De la fe en la resurrección surge un hombre nuevo, que ya no se pertenece a sí mismo, sino que pertenece a su Señor y vive para él. Sólo el encuentro y la unión con el Señor resucitado transformarán nuestra vida, como ocurrió con los Doce y con Pablo. Este encuentro nos hará sus testigos para vivir y proclamar con audacia, con firmeza y con perseverancia la Buena Noticia de la resurrección del Señor. Nada ni nadie podrán impedir al verdadero creyente el anuncio de Cristo resucitado y de su resurrección, Vida para el mundo y la creación entera: ni los intentos de recluir la fe cristiana al ámbito privado o de la conciencia, ni las amenazas o castigos de las autoridades, ni la increencia o la indiferencia
ambiental, ni la incomprensión de muchos, ni la vergüenza de tantos bautizados de confesarse cristianos.

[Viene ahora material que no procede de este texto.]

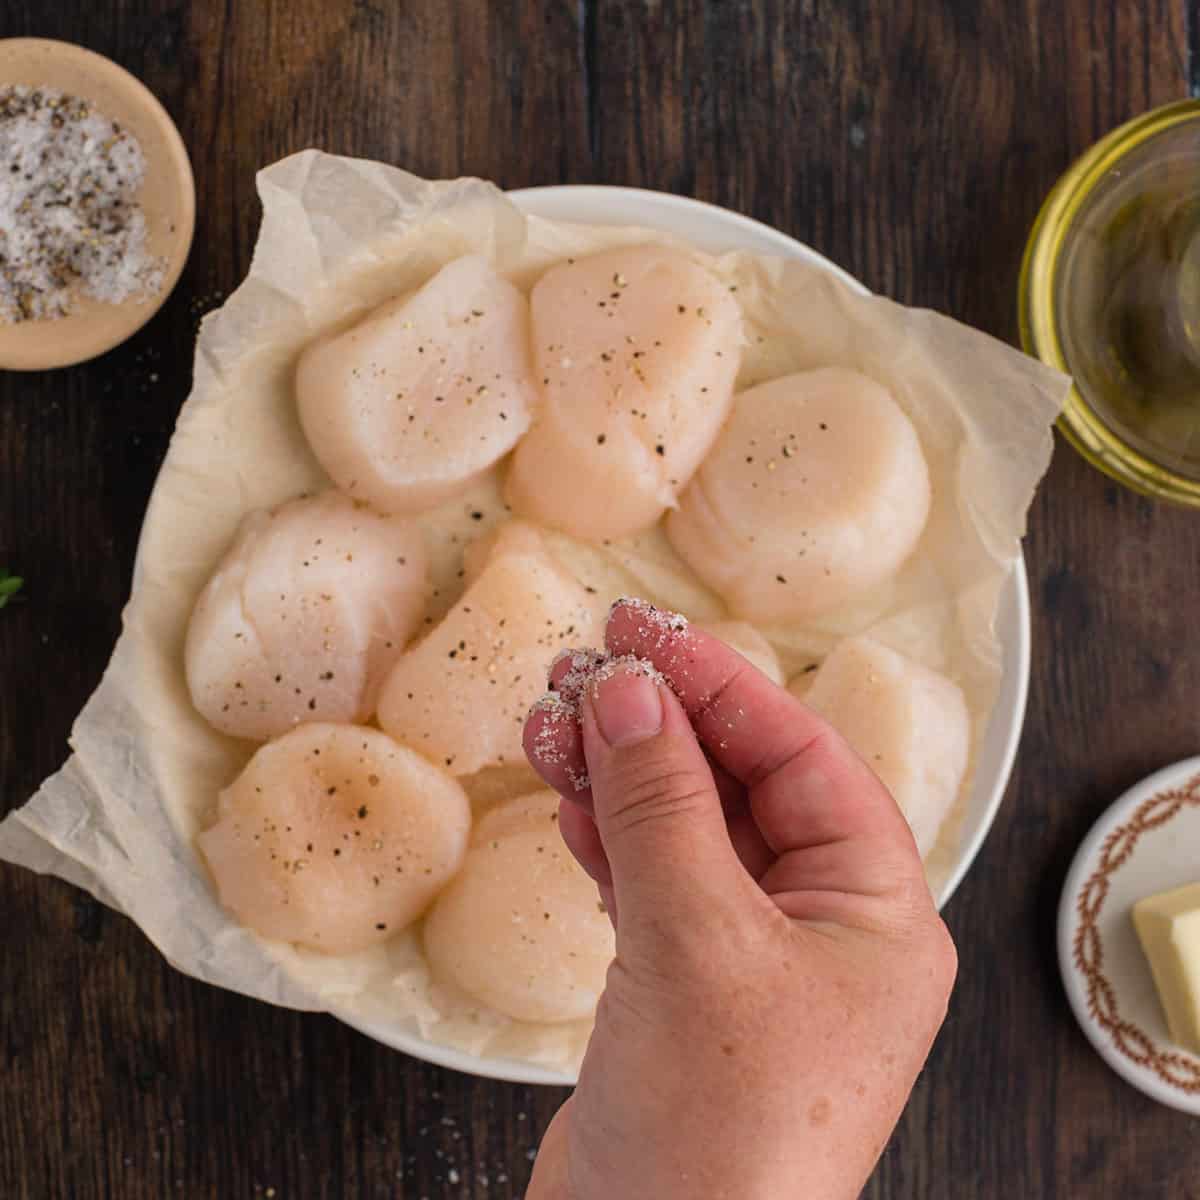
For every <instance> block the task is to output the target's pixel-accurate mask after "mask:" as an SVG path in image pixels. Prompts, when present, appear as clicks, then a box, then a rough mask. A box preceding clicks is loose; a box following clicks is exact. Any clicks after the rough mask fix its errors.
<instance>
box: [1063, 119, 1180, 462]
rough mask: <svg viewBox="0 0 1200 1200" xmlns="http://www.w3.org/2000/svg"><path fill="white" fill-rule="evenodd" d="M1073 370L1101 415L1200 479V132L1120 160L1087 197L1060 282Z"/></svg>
mask: <svg viewBox="0 0 1200 1200" xmlns="http://www.w3.org/2000/svg"><path fill="white" fill-rule="evenodd" d="M1055 310H1056V318H1057V322H1056V323H1057V332H1058V340H1060V346H1061V349H1062V356H1063V359H1064V360H1066V366H1067V368H1068V370H1069V371H1070V373H1072V374H1073V376H1074V377H1075V383H1076V388H1078V389H1079V391H1080V392H1081V394H1082V396H1084V397H1086V401H1087V403H1088V406H1090V407H1091V408H1092V410H1093V412H1094V413H1096V415H1097V416H1098V418H1099V419H1100V420H1102V421H1103V422H1104V424H1105V425H1106V426H1108V427H1109V428H1110V430H1111V431H1112V433H1115V434H1116V436H1117V437H1118V438H1120V439H1121V440H1122V442H1124V443H1126V444H1128V445H1129V446H1130V448H1132V449H1134V450H1135V451H1138V452H1139V454H1141V455H1144V456H1146V457H1147V458H1150V460H1151V461H1152V462H1154V463H1157V464H1160V466H1163V467H1165V468H1168V469H1169V470H1171V472H1174V473H1176V474H1178V475H1181V476H1184V478H1186V479H1190V480H1200V128H1196V127H1194V125H1193V124H1188V125H1182V126H1177V127H1175V128H1174V130H1171V136H1170V140H1169V144H1164V139H1163V138H1150V139H1147V140H1146V142H1144V143H1141V144H1140V145H1136V146H1135V148H1134V149H1133V150H1132V151H1130V152H1129V154H1127V155H1124V156H1122V157H1121V158H1118V160H1117V161H1116V162H1115V163H1114V164H1112V166H1111V167H1110V169H1109V170H1108V172H1105V174H1104V175H1103V176H1102V178H1100V179H1099V181H1097V182H1096V185H1094V186H1093V187H1092V188H1091V190H1090V191H1088V193H1087V194H1086V196H1085V197H1084V198H1082V199H1081V203H1080V205H1079V208H1078V210H1076V212H1075V216H1074V220H1073V221H1072V223H1070V230H1069V238H1067V239H1064V245H1063V247H1062V259H1061V262H1060V264H1058V270H1057V272H1056V280H1055Z"/></svg>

Quien vive “en el mundo”, debe orientar hacia Dios las realidades terrenas, con verdadera alegría; y quien se ha consagrado a Dios, debe vivir para Él, sirviéndole en los hermanos. Nadie puede considerarse ‘resucitado con Cristo’, si vive para sí mismo (cf. Rom 14, 7). A todos los cristianos nos apremia la caridad de Cristo resucitado, Vida para el mundo, ante una cultura de la muerte que se extiende como una mancha de aceite y se alienta desde leyes contrarias a la vida humana, que debe ser respetada desde su misma concepción hasta su muerte natural, de la dignidad y respeto de toda persona humana. Ante tanta mentira y demagogia demos testimonio alegre y esperanzado del triunfo de la Vida sobre la muerte, de la Verdad del ser humano frente a la mentira sobre su origen y destino.
6. Celebremos con fe y alegría la Pascua del Señor. Acojamos con alegría a Cristo resucitado. Vivamos con gozo la resurrección de Jesús en nuestra vida. Dejémonos transformar por Cristo resucitado por la participación en esta Eucaristía, memorial de su muerte y de su resurrección del Señor. Seamos testigos de su Paz en nuestra vida. ¡Feliz Pascua de Resurrección¡ Amén.